5 mars 2006 - Être différent, « Une transformation par la personne différente » par Jean Vanier

Cathédrale de Paris - Dimanche 5 mars 2006

Cette intervention vient en écho de l’intervention d’Axel Kahn.

Texte extrait de “Voici l’homme” Conférences de carême à Notre-Dame de Paris (Parole et Silence 2006).

Merci, Professeur Kahn, pour votre exposé si profondément humain. Je me sens en parfait accord avec ce que vous dites de l’altérité : nous nous construisons à travers notre relation avec l’autre. Cette construction qui nous amène à grandir en humanité est parfois très difficile. La relation peut nous faire peur, car l’autre est différent. L’étranger m’enrichit quand il y a une base de confiance mutuelle, mais comme vous le dites, il peut aussi devenir l’ennemi à abattre pour ne pas être abattu moi-même.

J’ai rencontré il y a peu de temps une assistante à l’Arche qui m’a confié qu’elle avait eu peur de la relation, car ses parents étaient toujours en conflit. Elle a décidé, jeune alors de consacrer toutes ses énergies au succès et de fermer son cour à toute relation. Elle a réussi dans ses études et sa vie professionnelle. À l’âge de trente ans cependant elle a senti un malaise en elle ; elle s’est rendu compte qu’elle portait un masque. Puis, un jour elle est entrée dans une communauté de l’Arche. Elle a découvert la relation qui libère et qui ouvre le cœur.

La question est comment transformer nos énergies tendues vers le succès personnel et le désir de gagner plus d’argent et de pouvoir, en des énergies qui nous ouvrent aux autres, spécialement aux personnes les plus faibles de notre grande famille humaine.

Je suis touché de ce que vous dites des enfants ayant un handicap qui peuvent devenir source de joie pour leurs parents et source d’enrichissement et d’humanisation pour les élèves d’une classe. C’est ce que nous découvrons dans nos communautés de l’Arche et de Foi et Lumière.

En 1979 dans l’un de nos foyers de l’Arche à Trosly, nous avons accueilli Françoise. Elle avait 46 ans et souffrait de lourds handicaps mentaux. Elle avait peu d’autonomie : elle ne parlait pas, ne pouvait pas manger seule et marchait avec beaucoup de difficultés. Aujourd’hui elle a 74 ans ; elle est devenue aveugle et ne quitte que rarement son lit ; elle manifeste sa joie ou ses difficultés et ses angoisses par de petits cris. Ceux qui vivent avec elle dans le foyer l’aiment beaucoup et l’appellent « notre petite mamie ». Ils cherchent à comprendre ses cris. Françoise est la joie de son foyer. Dans sa grande pauvreté, elle humanise ceux qui l’entourent et qui sont si attentifs à tous ses besoins. Leur relation avec elle semble les transformer.

Quand un de mes amis, un homme d’affaire parisien, a su que sa femme avait la maladie d’Alzeihmer, il n’a pas voulu la mettre dans une institution. Il a décidé de la garder chez eux. Il lui donne le bain, la nourrit, lui prodigue tous les soins dont elle a besoin. Il m’a dit : « je suis devenu plus humain. »

Quelle est cette ouvre d’humanisation qui se réalise quand nous ouvrons notre cour aux plus faibles ?

Nous sommes aujourd’hui dans une culture qui met à l’honneur l’individualisme et la jeunesse éternelle : la beauté du corps, le succès, le pouvoir et l’autonomie. La lutte pour le succès personnel tend à durcir les cours et à enfermer les gens sur eux-mêmes. Elle incite au mépris des faibles mais aussi de ceux qui sont différents.

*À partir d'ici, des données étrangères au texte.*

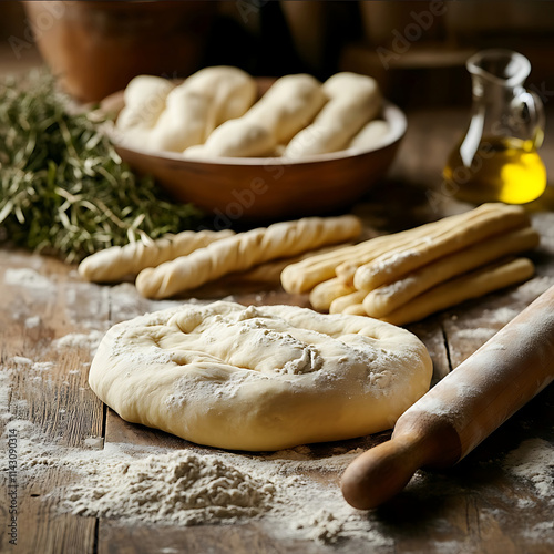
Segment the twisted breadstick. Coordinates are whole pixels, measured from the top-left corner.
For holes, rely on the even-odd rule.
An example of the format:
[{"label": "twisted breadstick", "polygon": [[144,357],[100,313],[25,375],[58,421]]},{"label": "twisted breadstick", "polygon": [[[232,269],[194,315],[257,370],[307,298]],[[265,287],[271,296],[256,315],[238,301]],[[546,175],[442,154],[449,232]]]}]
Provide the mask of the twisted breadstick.
[{"label": "twisted breadstick", "polygon": [[246,114],[219,125],[205,144],[186,151],[185,156],[270,155],[278,144],[287,143],[308,125],[325,102],[317,79],[307,74],[283,76]]},{"label": "twisted breadstick", "polygon": [[285,157],[300,158],[348,147],[381,106],[377,81],[367,75],[337,73],[324,83],[322,89],[329,101],[314,123],[288,143]]},{"label": "twisted breadstick", "polygon": [[137,242],[113,246],[84,258],[79,265],[79,274],[94,283],[114,283],[123,277],[136,277],[146,267],[185,256],[234,234],[233,230],[184,230],[150,244]]},{"label": "twisted breadstick", "polygon": [[355,216],[277,223],[225,238],[156,268],[144,269],[136,278],[136,288],[148,298],[166,298],[232,271],[349,240],[360,232],[360,222]]},{"label": "twisted breadstick", "polygon": [[144,146],[174,88],[167,79],[153,75],[138,75],[130,81],[123,92],[125,106],[115,122],[116,130],[122,132],[122,142]]},{"label": "twisted breadstick", "polygon": [[212,131],[243,115],[256,96],[256,82],[238,68],[205,68],[173,89],[148,137],[154,150],[183,152]]}]

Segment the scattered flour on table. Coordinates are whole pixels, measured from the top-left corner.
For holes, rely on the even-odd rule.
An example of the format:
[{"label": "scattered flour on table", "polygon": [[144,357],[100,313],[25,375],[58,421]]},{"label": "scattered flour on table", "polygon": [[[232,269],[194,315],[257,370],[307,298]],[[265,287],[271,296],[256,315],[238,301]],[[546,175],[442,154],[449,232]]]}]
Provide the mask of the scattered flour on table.
[{"label": "scattered flour on table", "polygon": [[4,273],[3,281],[7,285],[33,288],[38,290],[48,290],[53,284],[43,275],[39,274],[34,269],[29,268],[8,268]]},{"label": "scattered flour on table", "polygon": [[543,439],[523,441],[504,459],[513,475],[533,483],[536,494],[554,504],[554,444]]},{"label": "scattered flour on table", "polygon": [[55,339],[53,346],[59,350],[63,348],[88,348],[91,353],[94,353],[104,335],[104,331],[99,331],[96,329],[92,329],[88,334],[70,332],[64,337]]},{"label": "scattered flour on table", "polygon": [[[129,524],[230,524],[256,519],[278,537],[392,544],[379,522],[349,506],[340,493],[339,475],[358,450],[321,460],[307,460],[307,447],[269,456],[116,443],[84,450],[48,442],[28,421],[12,420],[7,429],[18,430],[22,482],[40,480],[51,468],[71,472],[69,484],[45,496],[62,512]],[[100,438],[84,442],[100,445]]]},{"label": "scattered flour on table", "polygon": [[40,326],[40,316],[31,316],[25,319],[25,327],[28,329],[34,329]]}]

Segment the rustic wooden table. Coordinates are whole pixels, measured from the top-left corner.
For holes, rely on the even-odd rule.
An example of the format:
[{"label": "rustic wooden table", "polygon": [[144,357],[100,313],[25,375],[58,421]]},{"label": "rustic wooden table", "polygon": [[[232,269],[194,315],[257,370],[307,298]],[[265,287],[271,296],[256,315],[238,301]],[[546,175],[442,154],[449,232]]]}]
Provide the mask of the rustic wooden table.
[{"label": "rustic wooden table", "polygon": [[[465,114],[452,111],[410,114],[409,132],[390,178],[368,194],[355,212],[379,230],[398,230],[463,208],[440,189],[440,168]],[[554,134],[550,134],[553,136]],[[547,133],[548,136],[548,133]],[[543,151],[554,174],[554,141]],[[428,186],[434,187],[429,194]],[[533,253],[536,276],[526,284],[468,301],[409,328],[428,346],[434,381],[455,368],[541,291],[554,284],[554,203],[552,191],[530,206],[542,245]],[[0,420],[2,469],[8,468],[10,425],[30,420],[57,448],[90,451],[110,443],[195,449],[185,441],[122,421],[88,387],[91,349],[85,342],[57,348],[55,340],[88,337],[110,325],[172,302],[142,299],[131,284],[114,287],[83,283],[72,266],[19,249],[0,250]],[[300,304],[277,286],[259,291],[212,287],[196,295],[233,295],[243,302]],[[28,362],[24,362],[28,360]],[[25,365],[27,363],[27,365]],[[42,370],[42,371],[41,371]],[[463,462],[442,472],[420,472],[398,497],[367,519],[384,540],[340,540],[336,544],[308,538],[276,537],[257,520],[237,524],[130,526],[117,520],[60,513],[49,492],[63,485],[70,468],[49,465],[39,480],[20,470],[17,491],[17,546],[10,545],[10,499],[0,503],[0,551],[18,553],[502,553],[554,551],[554,483],[540,468],[543,484],[506,471],[506,454],[527,439],[554,449],[554,389],[551,386],[483,442]],[[345,450],[369,447],[388,437],[346,441]],[[336,447],[336,445],[334,445]],[[553,450],[554,451],[554,450]],[[314,459],[329,455],[330,445],[314,445]],[[532,475],[530,475],[531,478]],[[536,478],[536,475],[535,475]],[[331,474],[330,485],[338,485]],[[6,483],[3,483],[6,484]],[[337,502],[341,502],[337,486]],[[7,531],[8,530],[8,531]]]}]

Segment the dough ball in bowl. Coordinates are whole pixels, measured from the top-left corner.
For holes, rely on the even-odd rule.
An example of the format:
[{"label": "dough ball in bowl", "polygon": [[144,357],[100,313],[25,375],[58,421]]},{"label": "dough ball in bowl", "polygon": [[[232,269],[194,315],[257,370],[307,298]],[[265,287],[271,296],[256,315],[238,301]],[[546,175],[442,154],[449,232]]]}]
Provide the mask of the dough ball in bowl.
[{"label": "dough ball in bowl", "polygon": [[126,421],[267,451],[390,429],[431,373],[423,343],[392,325],[217,301],[115,325],[89,382]]}]

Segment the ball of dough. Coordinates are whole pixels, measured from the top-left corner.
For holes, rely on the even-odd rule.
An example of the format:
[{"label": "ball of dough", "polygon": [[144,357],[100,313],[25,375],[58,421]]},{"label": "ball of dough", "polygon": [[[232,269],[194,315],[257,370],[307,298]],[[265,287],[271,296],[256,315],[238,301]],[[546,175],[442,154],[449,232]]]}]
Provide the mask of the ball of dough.
[{"label": "ball of dough", "polygon": [[392,325],[218,301],[115,325],[89,382],[127,421],[264,451],[390,429],[431,373],[423,343]]}]

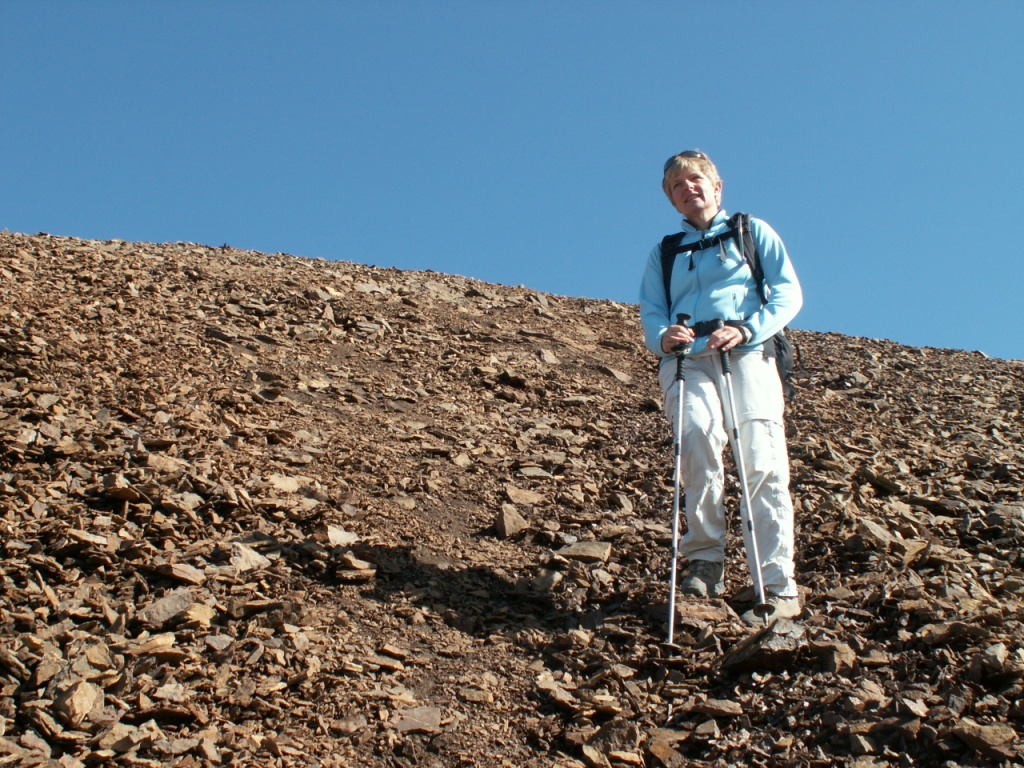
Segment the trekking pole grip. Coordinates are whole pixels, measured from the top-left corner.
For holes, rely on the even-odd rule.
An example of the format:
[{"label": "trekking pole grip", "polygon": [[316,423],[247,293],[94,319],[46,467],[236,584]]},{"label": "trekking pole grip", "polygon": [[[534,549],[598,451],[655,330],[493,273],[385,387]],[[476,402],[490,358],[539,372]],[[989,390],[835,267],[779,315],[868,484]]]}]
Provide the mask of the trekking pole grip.
[{"label": "trekking pole grip", "polygon": [[[677,326],[684,326],[685,327],[686,324],[689,323],[689,321],[690,321],[690,315],[686,314],[686,312],[680,312],[679,314],[676,315],[676,325]],[[674,346],[672,348],[672,351],[677,356],[682,357],[683,355],[686,354],[686,349],[687,349],[687,347],[686,347],[685,344],[676,344],[676,346]]]}]

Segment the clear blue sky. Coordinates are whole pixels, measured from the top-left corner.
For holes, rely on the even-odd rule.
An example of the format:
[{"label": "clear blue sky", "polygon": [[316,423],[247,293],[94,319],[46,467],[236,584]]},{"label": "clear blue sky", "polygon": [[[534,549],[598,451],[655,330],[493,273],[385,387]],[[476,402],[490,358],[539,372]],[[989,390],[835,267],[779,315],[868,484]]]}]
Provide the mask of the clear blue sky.
[{"label": "clear blue sky", "polygon": [[0,0],[0,228],[635,303],[696,146],[797,328],[1024,358],[1022,40],[1017,0]]}]

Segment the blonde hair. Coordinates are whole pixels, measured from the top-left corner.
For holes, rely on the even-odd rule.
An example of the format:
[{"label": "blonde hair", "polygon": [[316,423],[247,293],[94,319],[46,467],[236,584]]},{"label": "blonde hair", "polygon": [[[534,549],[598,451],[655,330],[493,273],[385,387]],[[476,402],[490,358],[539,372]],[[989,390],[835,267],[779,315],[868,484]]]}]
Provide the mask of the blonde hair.
[{"label": "blonde hair", "polygon": [[[662,179],[662,189],[665,196],[672,202],[672,182],[676,176],[686,171],[697,170],[707,176],[716,186],[721,183],[722,177],[718,173],[718,168],[711,162],[711,158],[699,150],[688,150],[678,155],[673,155],[665,163],[665,177]],[[718,194],[719,205],[722,203],[722,195]]]}]

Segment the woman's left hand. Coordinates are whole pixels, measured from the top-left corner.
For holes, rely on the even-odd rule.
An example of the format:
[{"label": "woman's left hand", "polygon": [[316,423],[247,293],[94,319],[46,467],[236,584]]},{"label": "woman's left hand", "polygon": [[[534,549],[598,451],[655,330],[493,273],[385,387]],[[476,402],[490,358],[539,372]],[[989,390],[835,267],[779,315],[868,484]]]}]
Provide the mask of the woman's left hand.
[{"label": "woman's left hand", "polygon": [[732,326],[723,326],[708,337],[708,348],[728,352],[743,343],[743,332]]}]

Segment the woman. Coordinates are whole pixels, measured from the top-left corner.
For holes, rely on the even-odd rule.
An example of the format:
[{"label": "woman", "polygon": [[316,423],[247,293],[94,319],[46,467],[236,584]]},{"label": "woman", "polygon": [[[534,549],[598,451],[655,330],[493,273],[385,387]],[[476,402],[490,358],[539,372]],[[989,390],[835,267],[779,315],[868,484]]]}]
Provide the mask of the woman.
[{"label": "woman", "polygon": [[[722,179],[698,151],[683,152],[665,164],[662,187],[683,215],[681,245],[729,230],[722,210]],[[680,386],[673,350],[688,346],[684,362],[682,477],[686,488],[687,532],[679,552],[689,561],[679,591],[694,597],[725,593],[725,504],[722,453],[732,435],[723,353],[729,353],[742,464],[754,521],[754,557],[743,526],[752,579],[762,577],[766,606],[742,618],[754,625],[766,612],[775,617],[800,613],[794,579],[794,520],[790,498],[790,460],[782,425],[784,397],[775,367],[772,337],[790,324],[803,303],[800,283],[785,246],[767,223],[751,218],[751,232],[764,270],[767,301],[743,259],[738,238],[681,254],[669,292],[662,272],[660,247],[647,259],[640,288],[644,341],[660,355],[658,382],[667,414],[675,414]],[[685,325],[677,323],[687,316]],[[728,325],[726,325],[728,324]],[[766,345],[765,342],[768,342]],[[677,439],[679,435],[676,436]],[[732,445],[735,455],[736,445]]]}]

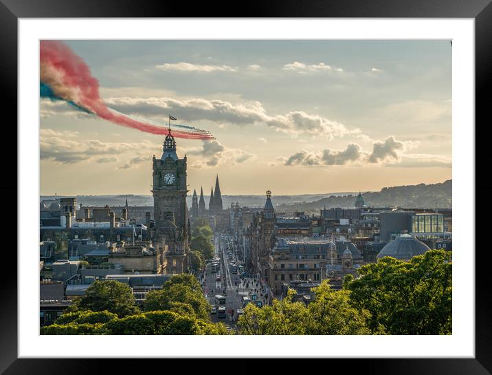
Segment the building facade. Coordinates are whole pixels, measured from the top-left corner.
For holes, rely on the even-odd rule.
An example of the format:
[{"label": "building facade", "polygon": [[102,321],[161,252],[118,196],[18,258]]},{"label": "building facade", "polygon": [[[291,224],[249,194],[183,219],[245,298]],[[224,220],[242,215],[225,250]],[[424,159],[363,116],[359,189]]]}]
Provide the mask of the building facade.
[{"label": "building facade", "polygon": [[168,246],[168,272],[181,273],[188,269],[189,248],[186,156],[178,158],[170,129],[164,140],[162,156],[153,158],[153,177],[155,240]]}]

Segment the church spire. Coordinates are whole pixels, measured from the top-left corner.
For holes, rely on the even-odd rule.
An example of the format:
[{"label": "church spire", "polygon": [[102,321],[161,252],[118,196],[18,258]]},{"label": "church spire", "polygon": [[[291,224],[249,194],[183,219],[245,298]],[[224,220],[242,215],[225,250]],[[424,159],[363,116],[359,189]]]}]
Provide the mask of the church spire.
[{"label": "church spire", "polygon": [[191,203],[191,215],[193,217],[198,216],[198,197],[197,196],[197,189],[193,190],[193,199]]},{"label": "church spire", "polygon": [[201,216],[205,213],[205,198],[203,197],[203,186],[201,186],[200,189],[200,200],[198,202],[198,215]]},{"label": "church spire", "polygon": [[222,211],[222,196],[221,195],[221,186],[219,185],[219,175],[215,180],[215,195],[214,195],[214,204],[215,211]]},{"label": "church spire", "polygon": [[214,199],[214,188],[210,188],[210,201],[208,202],[208,211],[210,212],[215,211],[215,200]]}]

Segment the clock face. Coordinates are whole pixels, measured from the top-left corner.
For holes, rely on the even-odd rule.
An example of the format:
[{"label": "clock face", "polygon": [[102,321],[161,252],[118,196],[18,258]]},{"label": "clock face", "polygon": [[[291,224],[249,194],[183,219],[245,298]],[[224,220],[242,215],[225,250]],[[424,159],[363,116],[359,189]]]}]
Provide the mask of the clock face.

L’écart entre les personnes en bonne santé et celles qui ont un handicap est un signe de l’écart grandissant dans nos sociétés et dans le monde entre riches et pauvres, forts et faibles, puissants et impuissants. Un mur épais semble les séparer. Parfois ceux qui sont du côté des riches cherchent à accroître leurs richesses et s’enferment dans la recherche du pouvoir et du confort, dans l’élitisme et l’autosatisfaction. Ils ont beaucoup de mal à entendre le cri des faibles et des pauvres. Ce cri les dérange. Ils vont donner de l’argent pour de « bonnes causes », ou apporter leur appui à des causes parfois politisées pour éviter des troubles. De l’autre côté, les personnes marginales, elles, sont souvent en colère ou enfermées dans des formes de dépression et d’angoisse. Elles ont perdu confiance non seulement dans ceux qui ont le pouvoir mais aussi en elles-mêmes ; elles ont du mal à trouver les attitudes justes et des mots pour dialoguer. Dans son livre « Attente de Dieu », Simone Weil parle de cette souffrance des faibles en face du pouvoir. Leur langage est souvent celui de la violence. Mettre le feu à des voitures leur semble parfois la seule façon d’exprimer le feu de leur angoisse et de leur souffrance.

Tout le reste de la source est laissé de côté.